A gerência regional da Fatma em Tubarão finalizou ontem o relatório referente ao acidente ambiental ocorrido na noite do dia 27 de outubro, na ponte do rio Correias, em Tubarão. Mais de 80% da carga de óleo diesel e gasolina, transportada por um caminhão com placas de Içara, vazou e contaminou o solo e a água. O óleo espalhou-se até as comportas, na localidade de Congonhas, em Tubarão.
Uma pequena quantidade chegou também à Lagoa do Camacho, em Jaguaruna.

Apesar disso, não houve grandes danos para a flora e fauna, graças à rapidez com que as duas empresas contratadas para efetuar a limpeza trabalharam – a Central de Tratamento de Resíduos Sólidos (Cetric – responsável pelo transporte do solo removido) e a Suatrans Emergências Químicas (responsável pela recuperação do local).
Oito empresas serão autuadas por conta do acidente: quatro distribuidoras, a transportadora e três postos de combustíveis da região, os quais receberiam o material. Para cada uma, será imputada uma multa. Serão R$ 50 mil para cada distribuidora e a transportadora, e R$ 10 mil para cada posto. O valor, somado, pode chegar a R$ 280 mil.

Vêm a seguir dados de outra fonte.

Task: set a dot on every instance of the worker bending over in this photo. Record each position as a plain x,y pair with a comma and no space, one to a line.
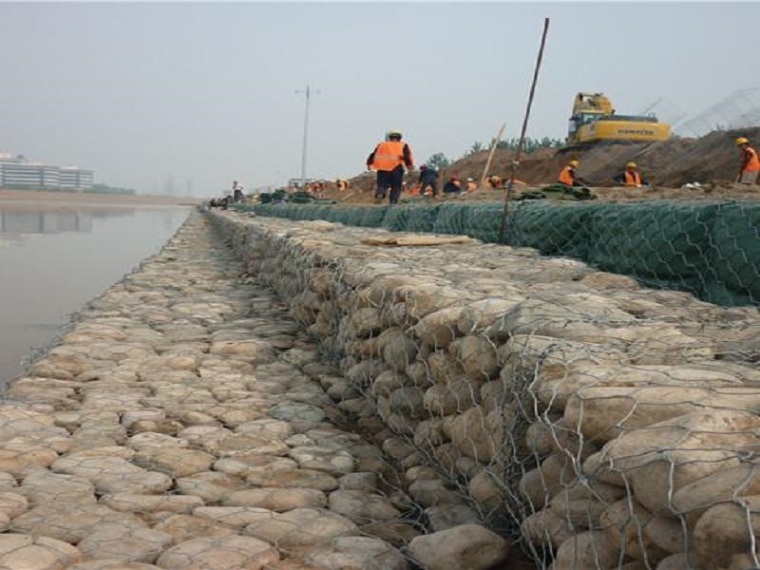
568,176
631,177
389,159
750,164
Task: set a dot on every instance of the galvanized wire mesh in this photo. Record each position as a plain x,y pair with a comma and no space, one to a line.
595,422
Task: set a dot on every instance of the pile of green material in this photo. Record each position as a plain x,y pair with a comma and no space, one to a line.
558,192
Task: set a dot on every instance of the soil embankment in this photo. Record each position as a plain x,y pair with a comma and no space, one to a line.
712,161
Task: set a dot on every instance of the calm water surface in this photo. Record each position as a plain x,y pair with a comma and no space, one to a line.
54,261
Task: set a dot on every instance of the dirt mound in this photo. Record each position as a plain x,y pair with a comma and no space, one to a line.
712,160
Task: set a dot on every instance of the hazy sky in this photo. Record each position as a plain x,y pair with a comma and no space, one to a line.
202,93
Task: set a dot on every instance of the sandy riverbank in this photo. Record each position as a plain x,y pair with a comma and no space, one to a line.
77,200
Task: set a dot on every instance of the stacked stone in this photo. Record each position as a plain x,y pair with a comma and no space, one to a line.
178,424
613,425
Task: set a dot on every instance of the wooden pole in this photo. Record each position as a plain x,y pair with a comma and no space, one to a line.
490,156
516,161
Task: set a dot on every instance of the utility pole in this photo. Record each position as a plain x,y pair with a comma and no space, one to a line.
308,93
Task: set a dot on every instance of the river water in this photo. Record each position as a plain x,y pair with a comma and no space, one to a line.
53,261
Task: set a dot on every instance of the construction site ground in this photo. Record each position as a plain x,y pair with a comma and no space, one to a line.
681,168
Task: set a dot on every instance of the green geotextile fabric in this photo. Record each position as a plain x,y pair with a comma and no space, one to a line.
711,250
396,218
372,217
421,219
450,219
483,221
660,242
553,229
734,258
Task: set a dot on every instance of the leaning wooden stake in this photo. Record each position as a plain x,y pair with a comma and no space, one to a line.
516,161
490,156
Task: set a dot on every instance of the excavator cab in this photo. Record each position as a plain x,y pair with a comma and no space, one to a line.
594,120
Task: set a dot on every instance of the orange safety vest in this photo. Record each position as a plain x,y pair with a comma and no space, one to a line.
632,178
753,165
566,176
388,155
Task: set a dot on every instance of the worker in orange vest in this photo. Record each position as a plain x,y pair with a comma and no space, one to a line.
631,177
568,177
750,164
389,159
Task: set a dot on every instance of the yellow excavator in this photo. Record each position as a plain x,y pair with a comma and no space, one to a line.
594,120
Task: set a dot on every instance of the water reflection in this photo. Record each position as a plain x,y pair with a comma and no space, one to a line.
56,260
44,222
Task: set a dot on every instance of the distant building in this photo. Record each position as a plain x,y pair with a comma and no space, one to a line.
17,172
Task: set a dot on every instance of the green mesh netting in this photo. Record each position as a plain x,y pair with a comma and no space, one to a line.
482,221
421,219
450,218
550,228
663,243
734,258
372,217
354,215
395,218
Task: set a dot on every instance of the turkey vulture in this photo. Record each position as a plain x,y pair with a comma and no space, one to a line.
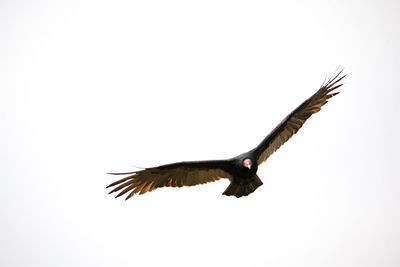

Nos próximos dias, os relatórios finais da Fatma serão encaminhados ao Ministério Público de Tubarão que decidirá se autua, ou não, os envolvidos por crime ambiental. “Conseguimos recuperar 95% da área afetada. Os danos existiram, mas foram mínimos para a fauna e a flora. Isto deve-se, também, pela colocação das barreiras de contenção”, avalia o engenheiro Químico da Fatma em Tubarão, Rudemar Silveira da Cunha.

Ao todo, foram removidos 74 metros cúbicos de solo contaminado e 32 metros cúbicos de vegetação nos 17 quilômetros de extensão do rio Correias (até as comportas, em Congonhas). Tudo foi levado para um aterro industrial em Chapecó, no oeste do estado. Os trabalhos de recuperação, feito pelas empresas, foram coordenados pela Fatma com o Apoio da Polícia Militar Ambiental de Laguna e a Defesa Civil do estado.